As for the $available_languages array, the PCRE functions run slightly faster when the grouping parenthesis (option1|option2) are rendered non capturing as in (?:option1|option2). So,
'fr' => array('fr(?:-[[:alpha:]]{2})?|french', 'french', 'fr'),

Let me know if something need to be changed.

Nibbler


ripat

Yes I did.

IE 5.5
IE 6.0
IE 7.0
FF 2.0 (Linux)
FF 2.0 (OS-X)
Opera (Linux)
Opera (Windows)
Safari 9.2 (OS-X)

And even CURL and wget :=)

They are all OK but it's normal as they all send pretty standard Accepted-Language strings. If that string is not present, like for CURL and wget, the fallback on the User-Agent string is far less efficient as they are far from standard and don't always contain the localisation tag.

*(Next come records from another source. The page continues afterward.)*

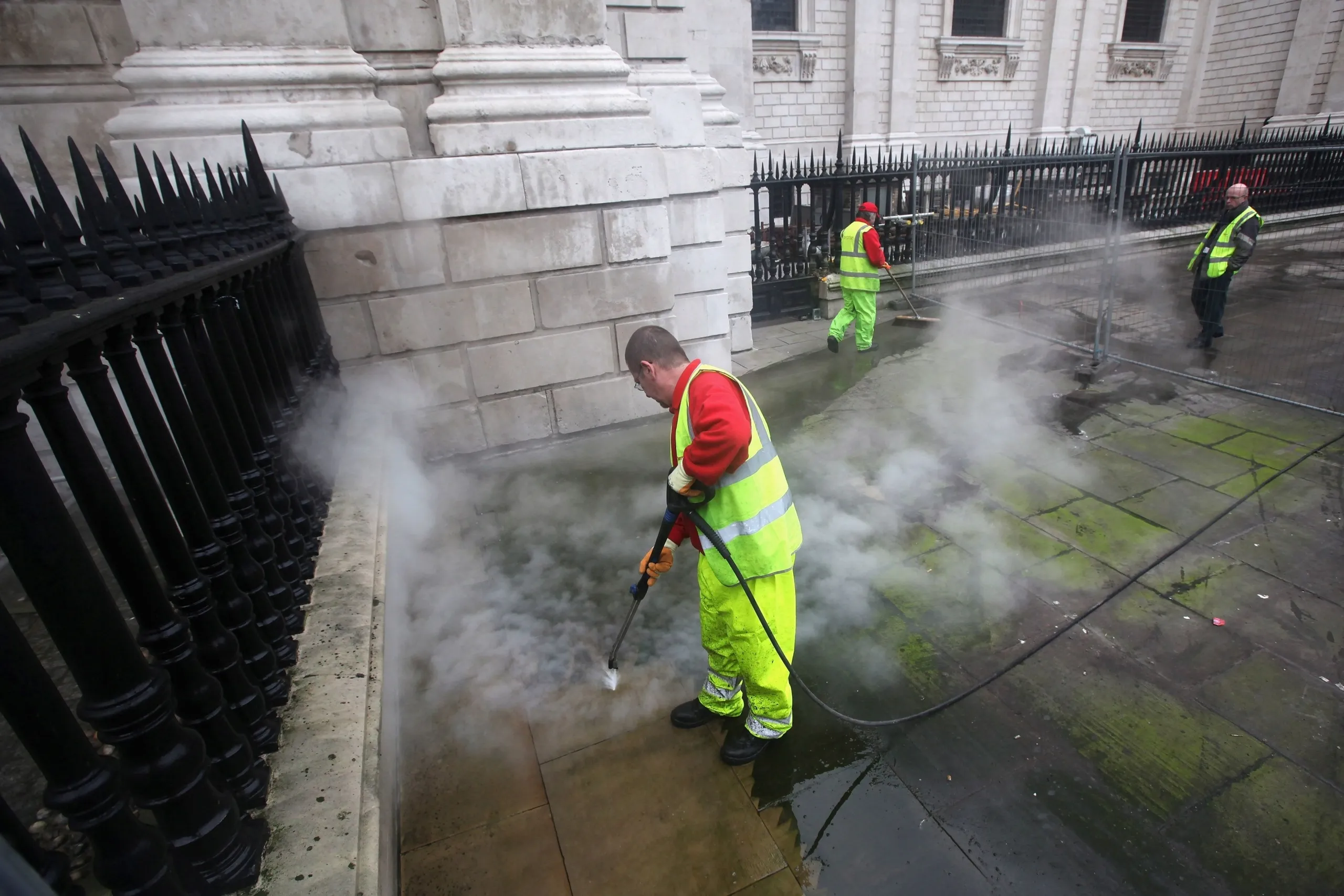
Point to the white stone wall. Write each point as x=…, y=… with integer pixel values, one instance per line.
x=57, y=66
x=1119, y=107
x=812, y=112
x=1246, y=61
x=1323, y=68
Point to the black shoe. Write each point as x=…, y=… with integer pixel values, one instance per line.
x=741, y=747
x=692, y=714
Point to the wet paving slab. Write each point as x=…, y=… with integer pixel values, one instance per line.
x=958, y=513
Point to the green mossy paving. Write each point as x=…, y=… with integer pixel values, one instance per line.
x=1263, y=449
x=1277, y=832
x=1107, y=532
x=1199, y=430
x=1295, y=712
x=1179, y=505
x=1156, y=750
x=1190, y=461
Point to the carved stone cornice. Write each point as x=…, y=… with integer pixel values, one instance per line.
x=784, y=56
x=979, y=58
x=1140, y=61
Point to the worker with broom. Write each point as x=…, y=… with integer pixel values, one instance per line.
x=721, y=440
x=862, y=262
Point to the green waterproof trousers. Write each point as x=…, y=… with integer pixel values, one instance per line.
x=860, y=307
x=741, y=656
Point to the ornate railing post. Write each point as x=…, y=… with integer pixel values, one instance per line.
x=128, y=856
x=227, y=501
x=53, y=867
x=214, y=412
x=209, y=553
x=128, y=703
x=163, y=632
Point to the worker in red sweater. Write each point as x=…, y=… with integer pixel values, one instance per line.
x=721, y=440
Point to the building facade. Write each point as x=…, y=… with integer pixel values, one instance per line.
x=499, y=191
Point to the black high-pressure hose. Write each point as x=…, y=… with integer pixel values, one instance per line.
x=886, y=723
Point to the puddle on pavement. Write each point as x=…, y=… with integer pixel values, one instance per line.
x=1030, y=786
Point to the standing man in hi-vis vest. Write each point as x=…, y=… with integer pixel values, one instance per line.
x=721, y=440
x=1227, y=245
x=862, y=262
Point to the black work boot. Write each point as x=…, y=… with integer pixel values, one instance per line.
x=692, y=714
x=741, y=747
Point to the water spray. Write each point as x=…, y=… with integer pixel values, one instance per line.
x=678, y=504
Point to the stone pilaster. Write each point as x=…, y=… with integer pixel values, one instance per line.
x=865, y=89
x=288, y=69
x=904, y=128
x=1055, y=77
x=1295, y=107
x=1194, y=83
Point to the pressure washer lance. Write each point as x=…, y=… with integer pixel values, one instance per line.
x=680, y=504
x=676, y=504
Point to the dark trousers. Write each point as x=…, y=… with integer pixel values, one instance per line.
x=1210, y=300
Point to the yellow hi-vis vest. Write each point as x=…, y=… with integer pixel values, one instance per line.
x=1223, y=249
x=753, y=508
x=857, y=272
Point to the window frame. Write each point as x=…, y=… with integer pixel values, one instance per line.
x=983, y=59
x=1163, y=34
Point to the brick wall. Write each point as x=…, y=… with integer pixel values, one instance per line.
x=1119, y=105
x=1246, y=61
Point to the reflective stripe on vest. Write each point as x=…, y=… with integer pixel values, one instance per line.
x=753, y=508
x=1222, y=250
x=857, y=272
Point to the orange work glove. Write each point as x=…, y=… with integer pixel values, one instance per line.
x=682, y=481
x=655, y=570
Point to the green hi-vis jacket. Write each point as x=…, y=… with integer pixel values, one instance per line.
x=857, y=272
x=753, y=508
x=1222, y=250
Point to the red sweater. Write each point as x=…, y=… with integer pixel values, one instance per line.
x=873, y=245
x=722, y=430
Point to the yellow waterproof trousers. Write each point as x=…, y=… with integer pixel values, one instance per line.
x=860, y=307
x=741, y=656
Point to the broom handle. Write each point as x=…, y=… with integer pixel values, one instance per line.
x=904, y=293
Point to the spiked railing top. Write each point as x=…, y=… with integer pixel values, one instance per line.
x=139, y=253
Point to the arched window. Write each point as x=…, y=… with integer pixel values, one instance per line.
x=774, y=15
x=979, y=18
x=1143, y=22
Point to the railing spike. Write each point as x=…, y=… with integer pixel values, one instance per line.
x=155, y=218
x=191, y=213
x=81, y=262
x=130, y=224
x=178, y=214
x=46, y=285
x=104, y=233
x=17, y=307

What I mean is that the language detection relies on string sent by the browser in the http header. Pretty straight forward. Not like that html/css stuff when the client receives the html page and must parse it correctly!

Jean-Luc.


Nibbler


Joachim Müller

That's what I'm up to. The language manager isn't done yet. My goal is to let the admin decide if he wants language auto-selection based on browser language or not. Let's hope I get all the features done before the feature freeze stage.